Hasil perhitungan Sajogyo ini terus dikembangkan oleh berbagai pihak terutama Biro Pusat Statistik (BPS). Dengan memperhatikan perhitungan lembaga lain, terutama Bank Dunia yang menggunakan  mata uang dollar Amerika Serikat untuk dekade 1980; standar pengeluaran untuk makanan adalah 50 dolar AS untuk perdesaan dan 75 dolar AS untuk per kapita per tahun. BPS mengadopsi ukuran  Bank Dunia ini dengan melakukan penyesuaian dengan pola dasar konsumsi pada tahun 1971, dan kemudian disesuikan dengan kenaikan harga (inflasi) dari bahan makanan pokok.

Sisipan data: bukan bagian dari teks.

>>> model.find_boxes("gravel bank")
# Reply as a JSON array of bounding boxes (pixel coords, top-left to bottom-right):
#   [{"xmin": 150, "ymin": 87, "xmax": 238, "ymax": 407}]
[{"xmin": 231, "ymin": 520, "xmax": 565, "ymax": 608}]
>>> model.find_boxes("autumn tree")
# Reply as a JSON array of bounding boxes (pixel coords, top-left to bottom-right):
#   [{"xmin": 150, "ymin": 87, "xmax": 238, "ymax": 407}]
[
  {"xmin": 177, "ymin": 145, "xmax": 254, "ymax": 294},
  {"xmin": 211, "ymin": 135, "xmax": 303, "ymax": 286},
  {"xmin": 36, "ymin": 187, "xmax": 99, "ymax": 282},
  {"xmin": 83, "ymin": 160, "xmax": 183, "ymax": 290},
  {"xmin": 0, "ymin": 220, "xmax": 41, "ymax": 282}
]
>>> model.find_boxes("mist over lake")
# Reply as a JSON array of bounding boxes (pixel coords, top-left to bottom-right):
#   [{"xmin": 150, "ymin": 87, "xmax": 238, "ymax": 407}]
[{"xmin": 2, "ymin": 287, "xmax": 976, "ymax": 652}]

BPS baru mulai melakukan analisis masalah kemiskinan sejak Publikasi “Jumlah dan Persentase Penduduk Miskin di Indonesia 1976-1981” yang diterbitkan tahun 1984. Sejak itu secara berkelanjutan BPS melakukan analisis kemiskinan dan distribusi pendapatan, yakni setiap tiga tahun, sesuai dengan ketersediaan data tentang tingkat pengeluaran dan konsumsi rumah tangga dari Survei Sosial Ekonomi Nasional (Susenas). Dengan tersedianya data hasil Survei Sosial Ekonomi Nasional (Susenas) –type Desember 1998, banyak pembahasan serius atas inisiatif berbagai pihak yang menaruh perhatian sangat besar pada masalah kemiskinan, seperti UNDP, Bank Dunia, UGM melalui proyek SIAGA, Bappenas dan BPS sendiri, serta beberapa LSM terkemuka lainnya. Namun, masalah metodologi belum sepenuhnya terselesaikan, walau tingkat kemiskinan absolut itu sendiri sudah tidak banyak dipermasalahkan (Komite Penanggulangan Kemiskinan Republik Indonesia, 2002).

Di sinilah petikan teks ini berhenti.